Comments sorted by top scores.

comment by Akash (akash-wasil) · 2024-05-02T16:36:52.877Z · LW(p) · GW(p)

@Zach Stein-Perlman [LW · GW], great work on this. I would be interested in you brainstorming some questions that have to do with the lab's stances toward (government) AI policy interventions.

After a quick 5 min brainstorm, here are some examples of things that seem relevant:

  • I remember hearing that OpenAI lobbied against the EU AI Act– what's up with that?
  • I heard a rumor that Congresspeople and their teams reached out to Sam/OpenAI after his testimony. They allegedly asked for OpenAI's help to craft legislation around licensing, and then OpenAI refused. Is that true? 
  • Sam said we might need an IAEA for AI at some point– what did he mean by this? At what point would he see that as valuable?
  • In general, what do labs think the US government should be doing? What proposals would they actively support or even help bring about? (Flagging ofc that there are concerns about actual and perceived regulatory capture, but there are also major advantages to having industry players support & contribute to meaningful regulation).
  • Senator Cory Booker recently asked Jack Clark something along the lines of "what is your top policy priority right now//what would you do if you were a Senator." Jack responded with something along the lines of "I would make sure the government can deploy AI successfully. We need a testing regime to better understand risks, but the main risk is that we don't use AI enough, and we need to make sure we stay at the cutting edge." What's up with that?
  • Why haven't Dario and Jack made public statements about specific government interventions? Do they believe that there are some circumstances under which a moratorium would need to be implemented, labs would need to be nationalized (or internationalized), or something else would need to occur to curb race dynamics? (This could be asked to any of the lab CEOs/policy team leads– I don't mean to be picking on Anthropic, though I think Sam/OpenAI have had more public statements here, and I think the other labs are scoring more poorly across the board//don't fully buy into the risks in the first place.)
  • Big tech is spending a lot of money on AI lobbying. How much is each lab spending (this is something you can estimate with publicly available data), and what are they actually lobbying for/against?

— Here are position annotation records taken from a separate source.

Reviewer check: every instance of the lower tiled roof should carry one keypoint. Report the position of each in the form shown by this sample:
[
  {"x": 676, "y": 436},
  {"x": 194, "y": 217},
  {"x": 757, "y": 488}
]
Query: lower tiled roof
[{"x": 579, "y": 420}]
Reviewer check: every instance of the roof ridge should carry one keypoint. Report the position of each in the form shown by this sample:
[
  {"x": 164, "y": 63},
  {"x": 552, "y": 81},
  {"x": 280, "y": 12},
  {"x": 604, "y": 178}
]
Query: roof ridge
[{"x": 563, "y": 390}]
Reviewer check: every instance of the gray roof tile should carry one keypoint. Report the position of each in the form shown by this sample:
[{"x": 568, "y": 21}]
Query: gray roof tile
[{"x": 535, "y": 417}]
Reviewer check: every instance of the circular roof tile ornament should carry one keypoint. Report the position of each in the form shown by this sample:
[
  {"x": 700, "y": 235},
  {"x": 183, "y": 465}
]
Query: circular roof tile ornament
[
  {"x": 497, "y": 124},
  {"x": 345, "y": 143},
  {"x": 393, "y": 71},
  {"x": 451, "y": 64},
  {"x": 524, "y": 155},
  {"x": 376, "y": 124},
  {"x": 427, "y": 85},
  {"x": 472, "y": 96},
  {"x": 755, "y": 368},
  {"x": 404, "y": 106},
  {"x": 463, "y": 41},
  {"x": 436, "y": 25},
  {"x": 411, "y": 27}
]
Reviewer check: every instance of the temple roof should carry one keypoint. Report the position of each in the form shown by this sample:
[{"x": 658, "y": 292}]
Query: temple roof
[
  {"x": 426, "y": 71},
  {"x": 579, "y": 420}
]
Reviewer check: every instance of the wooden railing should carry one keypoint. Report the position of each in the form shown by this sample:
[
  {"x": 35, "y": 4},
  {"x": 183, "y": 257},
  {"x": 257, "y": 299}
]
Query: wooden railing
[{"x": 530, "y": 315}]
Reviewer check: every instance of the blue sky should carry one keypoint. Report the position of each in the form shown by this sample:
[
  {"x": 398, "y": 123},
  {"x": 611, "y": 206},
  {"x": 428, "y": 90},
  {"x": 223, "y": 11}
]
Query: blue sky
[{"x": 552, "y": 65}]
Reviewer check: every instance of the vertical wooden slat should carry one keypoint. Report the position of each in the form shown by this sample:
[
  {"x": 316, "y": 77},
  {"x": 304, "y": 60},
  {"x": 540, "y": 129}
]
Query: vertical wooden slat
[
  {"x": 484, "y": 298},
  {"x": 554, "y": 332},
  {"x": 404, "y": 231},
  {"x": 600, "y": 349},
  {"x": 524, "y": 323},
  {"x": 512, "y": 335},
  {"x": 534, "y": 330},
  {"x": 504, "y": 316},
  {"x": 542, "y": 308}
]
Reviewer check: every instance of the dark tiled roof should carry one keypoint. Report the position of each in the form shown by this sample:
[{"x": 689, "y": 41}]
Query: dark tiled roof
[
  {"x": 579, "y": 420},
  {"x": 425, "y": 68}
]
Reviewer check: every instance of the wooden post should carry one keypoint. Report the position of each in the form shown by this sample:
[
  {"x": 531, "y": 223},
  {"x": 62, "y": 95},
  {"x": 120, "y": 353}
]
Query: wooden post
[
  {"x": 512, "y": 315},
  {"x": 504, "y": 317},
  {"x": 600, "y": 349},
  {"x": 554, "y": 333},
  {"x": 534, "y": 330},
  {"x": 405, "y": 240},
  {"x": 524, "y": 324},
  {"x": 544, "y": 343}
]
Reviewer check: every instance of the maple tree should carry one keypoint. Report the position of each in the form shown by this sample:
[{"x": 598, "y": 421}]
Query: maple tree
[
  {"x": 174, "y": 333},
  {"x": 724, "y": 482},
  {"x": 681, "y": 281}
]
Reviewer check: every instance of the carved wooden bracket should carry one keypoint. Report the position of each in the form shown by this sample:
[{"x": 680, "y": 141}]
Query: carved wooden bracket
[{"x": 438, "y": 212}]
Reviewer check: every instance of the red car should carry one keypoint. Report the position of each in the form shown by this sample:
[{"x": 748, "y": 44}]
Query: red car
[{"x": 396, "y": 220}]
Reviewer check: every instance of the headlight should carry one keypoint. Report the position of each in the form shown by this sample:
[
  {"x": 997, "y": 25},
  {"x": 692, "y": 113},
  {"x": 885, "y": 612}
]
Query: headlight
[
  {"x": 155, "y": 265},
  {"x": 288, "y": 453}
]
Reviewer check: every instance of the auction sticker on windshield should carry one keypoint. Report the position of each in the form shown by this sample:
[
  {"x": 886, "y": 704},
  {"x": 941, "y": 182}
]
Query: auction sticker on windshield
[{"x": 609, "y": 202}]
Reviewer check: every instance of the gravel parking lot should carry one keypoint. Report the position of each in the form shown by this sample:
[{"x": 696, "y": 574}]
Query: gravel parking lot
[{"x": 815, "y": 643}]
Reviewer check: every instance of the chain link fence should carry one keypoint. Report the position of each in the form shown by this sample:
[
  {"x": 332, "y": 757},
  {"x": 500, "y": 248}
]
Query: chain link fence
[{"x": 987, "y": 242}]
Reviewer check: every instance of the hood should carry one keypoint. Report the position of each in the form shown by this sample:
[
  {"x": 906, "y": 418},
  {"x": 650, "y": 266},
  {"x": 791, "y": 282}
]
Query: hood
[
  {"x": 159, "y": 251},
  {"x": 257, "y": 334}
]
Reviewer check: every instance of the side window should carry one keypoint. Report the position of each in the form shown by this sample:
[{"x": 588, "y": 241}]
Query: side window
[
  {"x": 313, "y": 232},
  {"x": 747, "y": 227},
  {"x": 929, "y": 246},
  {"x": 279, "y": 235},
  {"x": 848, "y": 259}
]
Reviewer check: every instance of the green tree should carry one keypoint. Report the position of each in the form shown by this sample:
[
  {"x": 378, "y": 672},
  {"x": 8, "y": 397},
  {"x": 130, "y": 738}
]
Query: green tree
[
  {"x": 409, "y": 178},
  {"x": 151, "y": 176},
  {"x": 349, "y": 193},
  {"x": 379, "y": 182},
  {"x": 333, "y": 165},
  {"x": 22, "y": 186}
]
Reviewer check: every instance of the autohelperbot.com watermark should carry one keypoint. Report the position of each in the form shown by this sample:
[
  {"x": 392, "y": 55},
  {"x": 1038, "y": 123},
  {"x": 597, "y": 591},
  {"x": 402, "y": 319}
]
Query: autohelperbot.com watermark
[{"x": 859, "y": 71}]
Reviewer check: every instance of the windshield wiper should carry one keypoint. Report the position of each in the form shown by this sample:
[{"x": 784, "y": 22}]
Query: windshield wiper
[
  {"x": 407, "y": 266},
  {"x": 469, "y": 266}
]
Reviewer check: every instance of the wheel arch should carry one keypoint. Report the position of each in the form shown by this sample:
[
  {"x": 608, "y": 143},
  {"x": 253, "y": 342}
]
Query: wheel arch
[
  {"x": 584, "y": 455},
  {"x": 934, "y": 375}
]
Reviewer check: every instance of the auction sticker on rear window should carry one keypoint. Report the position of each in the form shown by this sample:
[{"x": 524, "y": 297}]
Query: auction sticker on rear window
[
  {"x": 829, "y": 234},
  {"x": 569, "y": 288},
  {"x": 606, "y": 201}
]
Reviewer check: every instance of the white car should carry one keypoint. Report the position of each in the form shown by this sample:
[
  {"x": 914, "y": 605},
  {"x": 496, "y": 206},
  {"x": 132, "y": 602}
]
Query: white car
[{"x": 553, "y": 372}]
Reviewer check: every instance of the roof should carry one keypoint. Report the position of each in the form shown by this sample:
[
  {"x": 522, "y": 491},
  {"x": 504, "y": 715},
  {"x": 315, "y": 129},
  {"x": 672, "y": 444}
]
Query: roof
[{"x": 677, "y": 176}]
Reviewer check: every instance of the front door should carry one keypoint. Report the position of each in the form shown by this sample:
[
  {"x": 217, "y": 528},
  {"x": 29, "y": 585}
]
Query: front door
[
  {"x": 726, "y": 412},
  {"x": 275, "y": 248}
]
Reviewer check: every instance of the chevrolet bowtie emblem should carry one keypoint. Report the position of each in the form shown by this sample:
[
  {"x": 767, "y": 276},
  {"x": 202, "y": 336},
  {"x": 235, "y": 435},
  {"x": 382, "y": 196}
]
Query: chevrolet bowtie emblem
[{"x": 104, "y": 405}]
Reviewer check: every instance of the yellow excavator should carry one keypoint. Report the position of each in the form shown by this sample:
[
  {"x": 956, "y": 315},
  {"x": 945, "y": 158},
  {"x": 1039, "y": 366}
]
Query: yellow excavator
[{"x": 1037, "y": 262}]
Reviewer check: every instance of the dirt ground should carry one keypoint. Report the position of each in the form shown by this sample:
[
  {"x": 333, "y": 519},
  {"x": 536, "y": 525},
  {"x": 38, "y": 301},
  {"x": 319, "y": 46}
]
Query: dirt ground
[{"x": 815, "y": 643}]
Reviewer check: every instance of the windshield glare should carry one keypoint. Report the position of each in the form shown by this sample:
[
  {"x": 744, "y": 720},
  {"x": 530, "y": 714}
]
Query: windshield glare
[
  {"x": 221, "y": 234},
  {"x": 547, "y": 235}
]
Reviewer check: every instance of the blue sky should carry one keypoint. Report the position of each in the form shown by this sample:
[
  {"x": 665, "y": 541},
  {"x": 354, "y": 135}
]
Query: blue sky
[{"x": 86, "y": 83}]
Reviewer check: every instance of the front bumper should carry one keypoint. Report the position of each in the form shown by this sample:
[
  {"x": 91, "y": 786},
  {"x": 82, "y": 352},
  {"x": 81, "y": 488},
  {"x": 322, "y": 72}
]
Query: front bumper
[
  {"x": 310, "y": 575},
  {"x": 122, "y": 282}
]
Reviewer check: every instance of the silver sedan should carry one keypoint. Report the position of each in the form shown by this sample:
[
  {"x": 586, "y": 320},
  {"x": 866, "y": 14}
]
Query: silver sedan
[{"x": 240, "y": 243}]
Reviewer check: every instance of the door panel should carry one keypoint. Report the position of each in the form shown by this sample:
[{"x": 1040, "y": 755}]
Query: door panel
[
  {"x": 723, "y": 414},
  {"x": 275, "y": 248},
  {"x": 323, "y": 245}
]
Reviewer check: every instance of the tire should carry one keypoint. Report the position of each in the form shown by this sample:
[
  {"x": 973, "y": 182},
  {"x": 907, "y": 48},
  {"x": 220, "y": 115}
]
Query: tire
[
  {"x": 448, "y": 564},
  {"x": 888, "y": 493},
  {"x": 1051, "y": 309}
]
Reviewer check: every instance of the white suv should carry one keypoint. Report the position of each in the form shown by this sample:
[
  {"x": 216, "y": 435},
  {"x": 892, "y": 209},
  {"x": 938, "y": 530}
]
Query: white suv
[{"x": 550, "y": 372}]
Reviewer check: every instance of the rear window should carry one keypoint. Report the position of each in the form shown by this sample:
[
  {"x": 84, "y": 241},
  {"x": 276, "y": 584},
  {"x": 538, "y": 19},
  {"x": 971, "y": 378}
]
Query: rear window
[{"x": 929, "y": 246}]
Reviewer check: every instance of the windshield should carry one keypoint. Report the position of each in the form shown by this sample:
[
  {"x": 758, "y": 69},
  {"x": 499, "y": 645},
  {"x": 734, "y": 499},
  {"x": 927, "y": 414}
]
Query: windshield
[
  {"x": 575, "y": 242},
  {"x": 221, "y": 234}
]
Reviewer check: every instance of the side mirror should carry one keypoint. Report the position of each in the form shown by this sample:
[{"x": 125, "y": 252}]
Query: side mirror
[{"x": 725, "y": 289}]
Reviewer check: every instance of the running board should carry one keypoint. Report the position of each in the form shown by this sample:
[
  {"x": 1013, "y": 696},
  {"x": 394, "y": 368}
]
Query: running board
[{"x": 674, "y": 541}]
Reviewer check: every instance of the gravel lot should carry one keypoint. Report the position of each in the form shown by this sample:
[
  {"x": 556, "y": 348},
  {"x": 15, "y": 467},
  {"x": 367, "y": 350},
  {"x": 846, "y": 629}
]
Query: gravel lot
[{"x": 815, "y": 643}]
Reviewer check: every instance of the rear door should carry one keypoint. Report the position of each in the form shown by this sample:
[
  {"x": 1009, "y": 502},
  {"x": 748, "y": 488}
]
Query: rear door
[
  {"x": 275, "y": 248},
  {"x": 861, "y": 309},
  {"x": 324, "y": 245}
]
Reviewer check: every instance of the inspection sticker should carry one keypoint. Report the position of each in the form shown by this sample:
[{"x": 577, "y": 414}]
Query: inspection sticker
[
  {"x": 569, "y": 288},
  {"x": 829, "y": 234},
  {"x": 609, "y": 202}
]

I imagine there's a lot more in this general category of "labs and how they are interacting with governments and how they are contributing to broader AI policy efforts", and I'd be excited to see AI Lab Watch (or just you) dive into this more.

Replies from: Zach Stein-Perlman
comment by Zach Stein-Perlman · 2024-05-02T18:58:23.395Z · LW(p) · GW(p)

Thanks. Briefly:

I'm not sure what the theory of change for listing such questions is.

In the context of policy advocacy, think it's sometimes fine/good for labs to say somewhat different things publicly vs privately. Like, if I was in charge of a lab and believed (1) the EU AI Act will almost certainly pass and (2) it has some major bugs that make my life harder without safety benefits, I might publicly say "I support (the goals of) the EU AI Act" and privately put some effort into removing those bugs, which is technically lobbying to weaken the Act.

(^I'm not claiming that particular labs did ~this rather than actually lobby against the Act. I just think it's messy and regulation isn't a one-dimensional thing that you're for or against.)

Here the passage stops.